Which, of course, would be perfectly easy with a well-stocked store to draw
from. This is about what John would get:
"What you need is a little pinch of salt."
Thus the correspondence would flutter merrily along, and, while occasionally
one of the two would be cornered by an unanswerable retort and would be forced
into the humiliation of answering with such a trite thing as:
"Here's to brown eyes, bless 'em," or "Doesn't this old town look good to
you any more?" As a rule the answers would be pat and prompt, even if it
did take desperate searches to land some of them. In time the cards would
become gentler and a bit more serious—John boldly sending the most eloquent
declarations he could find and Mary confronted with the very delicate job
of answering them pleasantly without putting herself on record in red, white
and blue ink.

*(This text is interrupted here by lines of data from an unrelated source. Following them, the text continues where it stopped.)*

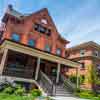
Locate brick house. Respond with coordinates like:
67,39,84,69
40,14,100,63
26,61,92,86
0,5,81,95
66,41,100,89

For instance, when Mary got a card like this:
"You're all the world to me, kid," it would require a lot of diplomacy to
side-step this sort of thing and yet encourage more. But a good card store
would enable her to reply:
"I wonder if you mean all you say."
And John wouldn't have much trouble in finding the following:
"If I only could say all I mean."
About this time, the correspondence would go under cover. Cards above a
certain temperature are less embarrassing when mailed in envelopes, anyway.
It is easy to see the result. Another three months would find John driving
card sellers into profanity by his persistent hunting for a particular card.
Imagine a pale and anxious lover dependent entirely upon the ingenuity of
some sordid card artist who probably has never been in love himself, spending
days in a frantic attempt to jam his surging soul into a ten-word sentiment
written by someone else. Still, it could be accomplished, and presently Mary
would receive the following:
"If I had a little home, would you share it?" or "Wouldn't you help me spend
my salary through life?" or "I love you, dearie, and what's the answer?"
There is a suspicion that a woman can foretell a proposal long enough in
advance to be pretty well prepared, and very probably Mary has stored away
some such card as this:
"It's been all you since first we met," or some other form of the same old
answer.
And so the postal card romance would be completed. Note its economy both
in stamps and brain cells. Even these virtues do not mark the limit of development
in the souvenir card. What will tomorrow bring in postal cards to compete
against the letter which hasn't improved in the last fifty centuries except
that where once it was baked on an Assyrian paving brick it is now written
on heavy blue paper, nine tall words to a page and each page continuing to
parts unknown?
This is the menace of the postal card. Will a syndicate, backed by some
greedy trust, dictate the sentiments of the human race a decade hence, and
will the course of true love the world over be dictated by half a dozen ready
writers of paragraphic eloquence penned up in the loft of some New York office
building?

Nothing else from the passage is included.